![]() |
pertama dari kiri: Luthfian Haekal | kedua dari kiri: Nabila Tauhida | ketiga dari kiri: Benni Hasbiyalloh | paling kanan: Yuli Adiratna, SH., M.hum |
AmbaritaNews.com | Jakarta - Sektor perikanan Indonesia terus menunjukkan peran strategis dalam mendorong ekonomi biru. Dalam kurun empat tahun terakhir, nilai ekspor produk perikanan meningkat dari USD 4,56 miliar pada 2021 menjadi USD 4,81 miliar pada periode Januari–Oktober 2024, dengan rata-rata pertumbuhan sekitar 1,8 persen per tahun.
Di balik pencapaian tersebut, terdapat kontribusi besar para pekerja di pabrik pengolahan hasil laut yang menjadi tulang punggung industri. Sejak 2023, Destructive Fishing Watch (DFW) Indonesia bersama sejumlah mitra menggagas program perlindungan pekerja perikanan di Jakarta, Bali, dan Sulawesi Utara.
Sebagai tindak lanjut, DFW Indonesia bersama Direktorat Jenderal Penguatan Daya Saing Produk Kelautan dan Perikanan (PDSPKP) melakukan riset cepat mengenai kondisi pekerja pengolahan tuna sejak Mei 2025. Hasil riset dipaparkan melalui diskusi di Bitung, Benoa, dan Jakarta Utara guna menghimpun masukan dari berbagai pemangku kepentingan.
“Riset ini merupakan bentuk komitmen kami dalam memperkuat perlindungan pekerja perikanan, khususnya di sektor pengolahan hasil laut,” ujar Program Director DFW Indonesia, Imam Trihatmadja.
Human Rights Officer DFW Indonesia, Nabila Tauhida, menyoroti pola kerja fleksibel para pekerja pengolahan tuna yang kerap berpindah antar-pabrik. Fleksibilitas ini erat kaitannya dengan kontrak jangka pendek berbasis Perjanjian Kerja Waktu Tertentu (PKWT), mulai dari tiga bulan hingga satu tahun, sesuai pola produksi berbasis pesanan (pre-order).
Namun, sistem kontrak tersebut membuat pekerja berada dalam posisi rentan. Salah satu contoh terjadi pada awal 2025, ketika sebuah perusahaan merumahkan 60 persen pekerjanya akibat kebijakan perdagangan Amerika Serikat. “Bahkan, ada pekerja yang kontraknya terus diperpanjang setiap tiga bulan selama enam tahun,” ungkap Nabila, Jumat (19/9/2025).
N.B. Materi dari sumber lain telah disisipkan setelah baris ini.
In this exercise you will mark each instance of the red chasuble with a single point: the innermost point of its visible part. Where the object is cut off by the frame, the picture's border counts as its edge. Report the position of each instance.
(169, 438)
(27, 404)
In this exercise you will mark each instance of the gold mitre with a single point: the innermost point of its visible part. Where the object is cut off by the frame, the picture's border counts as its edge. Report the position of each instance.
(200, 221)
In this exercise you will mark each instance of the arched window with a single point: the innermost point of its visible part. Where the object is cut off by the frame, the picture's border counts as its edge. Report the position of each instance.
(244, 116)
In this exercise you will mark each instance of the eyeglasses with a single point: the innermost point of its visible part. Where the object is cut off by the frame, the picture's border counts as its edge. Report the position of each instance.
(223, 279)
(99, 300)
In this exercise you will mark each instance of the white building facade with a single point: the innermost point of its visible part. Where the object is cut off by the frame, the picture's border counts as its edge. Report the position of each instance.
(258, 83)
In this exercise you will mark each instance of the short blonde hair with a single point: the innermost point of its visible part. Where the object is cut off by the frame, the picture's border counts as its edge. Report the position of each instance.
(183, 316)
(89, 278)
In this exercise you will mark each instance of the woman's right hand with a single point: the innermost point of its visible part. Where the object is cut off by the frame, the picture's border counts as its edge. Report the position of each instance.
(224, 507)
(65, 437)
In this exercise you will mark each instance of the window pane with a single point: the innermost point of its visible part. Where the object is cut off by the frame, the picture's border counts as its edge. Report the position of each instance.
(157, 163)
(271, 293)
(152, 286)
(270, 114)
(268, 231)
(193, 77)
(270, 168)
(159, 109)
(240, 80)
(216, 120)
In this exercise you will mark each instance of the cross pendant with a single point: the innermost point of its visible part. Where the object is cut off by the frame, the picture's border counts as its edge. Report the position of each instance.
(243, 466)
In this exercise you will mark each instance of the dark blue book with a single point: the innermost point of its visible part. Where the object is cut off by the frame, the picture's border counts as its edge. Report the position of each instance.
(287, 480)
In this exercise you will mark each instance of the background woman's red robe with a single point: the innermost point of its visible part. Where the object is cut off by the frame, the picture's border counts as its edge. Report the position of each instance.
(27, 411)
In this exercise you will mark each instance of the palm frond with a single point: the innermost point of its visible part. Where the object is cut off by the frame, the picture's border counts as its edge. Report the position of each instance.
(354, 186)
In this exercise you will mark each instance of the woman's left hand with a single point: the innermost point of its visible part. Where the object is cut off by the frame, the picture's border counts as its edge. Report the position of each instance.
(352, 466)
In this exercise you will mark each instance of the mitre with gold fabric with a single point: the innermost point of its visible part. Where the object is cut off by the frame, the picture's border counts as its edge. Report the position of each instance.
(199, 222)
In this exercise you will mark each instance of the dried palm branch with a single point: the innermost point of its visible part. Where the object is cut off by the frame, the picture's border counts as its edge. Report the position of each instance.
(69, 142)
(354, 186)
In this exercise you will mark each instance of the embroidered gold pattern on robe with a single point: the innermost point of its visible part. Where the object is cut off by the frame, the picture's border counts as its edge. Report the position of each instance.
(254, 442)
Ia menambahkan, pekerja kerap mengesampingkan isu upah dan keselamatan kerja karena lebih cemas terhadap kepastian kontrak. “Bahkan stok ikan yang menurun pun dianggap ancaman, sebab hal itu langsung memengaruhi keberlanjutan kontrak mereka,” katanya.
Menanggapi temuan ini, Sekretaris Ditjen PDSPKP, Machmud, menegaskan komitmen pemerintah meningkatkan kapasitas tenaga kerja melalui program pelatihan dan bimbingan teknis. “Tenaga kerja adalah tumpuan produktivitas dan kualitas produk. Kami siap berkolaborasi untuk memperkuat daya saing sektor perikanan,” ujarnya.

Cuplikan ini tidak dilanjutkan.